The first sound that opens Grace/Wastelands, Peter Doherty's first solo effort proper, is the click of plectrum on muted guitar strings and a hushed count-in. So far, so much like the various discs of demos self-released over the years since The Libertines imploded in a blaze of guardsmen's jackets, fistfights and visions of England both crystal-sharp and pink-gin tinted. But something has changed: 'Arcady' is a song Peterphiles have heard countless times before, though it's previously seemed aimless and unfocused, like it was being written and re-thought during its performance. Here, though, with producer Stephen Street and collaborator Graham Coxon, the songs have been finished, polished and rethought before recording.

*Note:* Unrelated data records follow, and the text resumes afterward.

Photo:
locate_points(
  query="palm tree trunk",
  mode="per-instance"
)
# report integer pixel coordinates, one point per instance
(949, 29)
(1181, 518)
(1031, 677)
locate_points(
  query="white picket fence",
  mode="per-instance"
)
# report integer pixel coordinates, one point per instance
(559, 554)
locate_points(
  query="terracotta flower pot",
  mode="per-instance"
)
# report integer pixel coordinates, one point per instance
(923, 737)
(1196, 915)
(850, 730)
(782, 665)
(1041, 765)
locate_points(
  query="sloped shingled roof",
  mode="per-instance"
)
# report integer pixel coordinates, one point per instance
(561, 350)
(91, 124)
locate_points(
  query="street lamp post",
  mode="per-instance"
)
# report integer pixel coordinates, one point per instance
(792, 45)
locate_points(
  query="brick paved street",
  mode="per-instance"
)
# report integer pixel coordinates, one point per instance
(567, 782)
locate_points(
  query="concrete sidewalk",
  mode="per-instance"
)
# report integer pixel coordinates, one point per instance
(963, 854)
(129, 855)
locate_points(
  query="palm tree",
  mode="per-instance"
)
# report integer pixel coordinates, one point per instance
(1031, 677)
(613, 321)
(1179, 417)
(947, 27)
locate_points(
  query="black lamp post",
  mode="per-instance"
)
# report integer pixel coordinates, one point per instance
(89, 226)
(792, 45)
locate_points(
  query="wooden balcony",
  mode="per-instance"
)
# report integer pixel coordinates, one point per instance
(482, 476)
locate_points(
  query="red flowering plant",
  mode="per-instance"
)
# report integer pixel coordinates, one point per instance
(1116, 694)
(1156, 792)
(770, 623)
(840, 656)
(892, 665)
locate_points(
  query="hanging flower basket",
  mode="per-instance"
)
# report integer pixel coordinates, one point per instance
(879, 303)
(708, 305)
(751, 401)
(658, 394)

This album, then, is the first Peter Doherty solo album - The Libertines and Babyshambles' four studio records were definitely group efforts, with Doherty's poetic side complimented and obscured by his erstwhile contributors. So what is the state of Albion? Pretty good, actually, to the shock of a good number of record critics. Grace/Wastelands has been praised for its sonic range, featuring cinematic strings, dub rhythms (including that reverb/delay drenched "distant horn" type noise that always seems to show up on any vaguely dubby sounding track) and even a jazz stomp on the excellent 'Sweet By And By'.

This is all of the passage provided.